Contrast this with the insulator. With no free carriers, the deposited charge cannot redistribute at all and remains exactly where it was placed. NCERT is explicit that the full justification for the surface result belongs to the next chapter — but the qualitative reason, free charges fleeing one another, is enough to lock in the conclusion for now.
The mobility of free charge is the whole basis of charging by induction, where a nearby charge rearranges a conductor's electrons without any contact.
Charge on a conductor resides on the OUTER surface
A common MCQ tests whether students believe excess charge fills a conductor's volume. It does not — at electrostatic equilibrium the excess charge sits on the outer surface, and the interior carries no net excess charge. This holds whether the conductor is solid or hollow.
Solid or hollow, excess charge on a conductor lives on the outer surface.
Earthing and the Comb-vs-Spoon Test
The earth is an enormous conductor, and connecting a charged conductor to it by a conducting path lets the excess charge drain away — this is earthing (or grounding). NCERT frames the everyday version of it: a nylon or plastic comb gets electrified on combing dry hair, "but a metal article like a spoon does not. The charges on metal leak through our body to the ground as both are conductors of electricity."
The comb keeps its charge because it is an insulator with nowhere for the charge to go. The spoon loses its charge because the hand and body conduct it onward to the earth.

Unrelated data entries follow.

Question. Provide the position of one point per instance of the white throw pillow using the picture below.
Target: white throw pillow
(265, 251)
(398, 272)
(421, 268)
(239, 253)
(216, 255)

NCERT adds a clinching qualifier: "if a metal rod with a wooden or plastic handle is rubbed without touching its metal part, it shows signs of charging." Block the conducting path to ground with an insulating handle, and even a metal object retains charge.
An isolated charged conductor (left) is connected to the earth by a conducting wire. The excess electrons flow into the vast reservoir of the earth, leaving the conductor effectively neutral (right).
Earthing neutralises — it does not "store" charge on the body
Connecting a charged conductor to earth makes its excess charge drain into the ground; the conductor ends up neutral, not "charged through the wire." Treat the earth as an infinite sink whose own potential and charge state are unaffected.
Earth a charged conductor → it goes neutral. Earth is the reference (zero) and an unlimited charge reservoir.
Conductors and Insulators in one screen
- Conductors contain electrons comparatively free to move; they allow electricity to pass easily. Metals, the human/animal body, the earth and electrolytes conduct.
- Insulators have charges bound to atoms with no free flow, so they resist the passage of electricity. Glass, porcelain, plastic, nylon, wood and rubber are insulators (dielectrics).
- Semiconductors are a third class with mobility intermediate between the two — silicon, germanium.
- Charge given to a conductor spreads over its outer surface; charge put on an insulator stays localised at the same place.
- Earthing drains a conductor's excess charge into the earth, leaving it neutral — which is why a metal spoon does not stay charged but an insulating comb does.